I am writing and researching about various forms of leadership, how teachers inform and form their identity as a particular teacher, schools as learning organizations, hope and its anticipatory relationship with the future, and hope as an essential element in learning.
Many people misunderstands “responsibility” as the burden they have to carry.
That will turn life trouble.
but you understand it correctly. Just response-able. it is the ability to response.
The ability to deal with the present and no need to carry anything.
That will be toward the happy lifestyle.
Also, freedom is always with responsibility.
If we can be responsible on being ourselves,
there will be no one directing us.
We can live freely without any guideline.
(You might be interested in this post. It explained the result when we cannot be responsible
So Glad to read your post.
Jade the Mystic
Thank you for the lovely comment and link. I went back to your post and re-read it.
This is something that Stephen Covey emphasizes in ‘The Seven Habits of Highly Effective People’.. a worthwhile approach to life.

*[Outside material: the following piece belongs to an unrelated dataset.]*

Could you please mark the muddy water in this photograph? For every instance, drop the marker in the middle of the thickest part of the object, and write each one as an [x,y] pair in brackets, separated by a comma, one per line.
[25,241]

I read, “I Am That” by Nisargadatta. My favorite thing is when he said, “I am the space which this body and mind occupy.” Of course a paraphrase but that sure pulls the rug out of a lot of past teachings. Really enjoy your posts. 🙂
Thank you for sharing. This was the first time I had read his work.
Sharing this quote!
In living a good life, ethical, maybe even a spiritual one allows us to let go, to then carry happiness in a form with us in daily life.
Being responsible or able becomes easier without judgment or need to explain egotistic desires and behavior.
Intuition is a guide we should develop and apply each breath.
The right path or action arrives when we are present, empty, aware.
Being mindful is not always passive
Being mindful may alert us to take serious action at times.
Being able to take action may take practice.
It does take practice and attention we often do not use well. I agree that when we let go of judging or, as Gadamer suggested become aware of our judging, the path becomes a different one.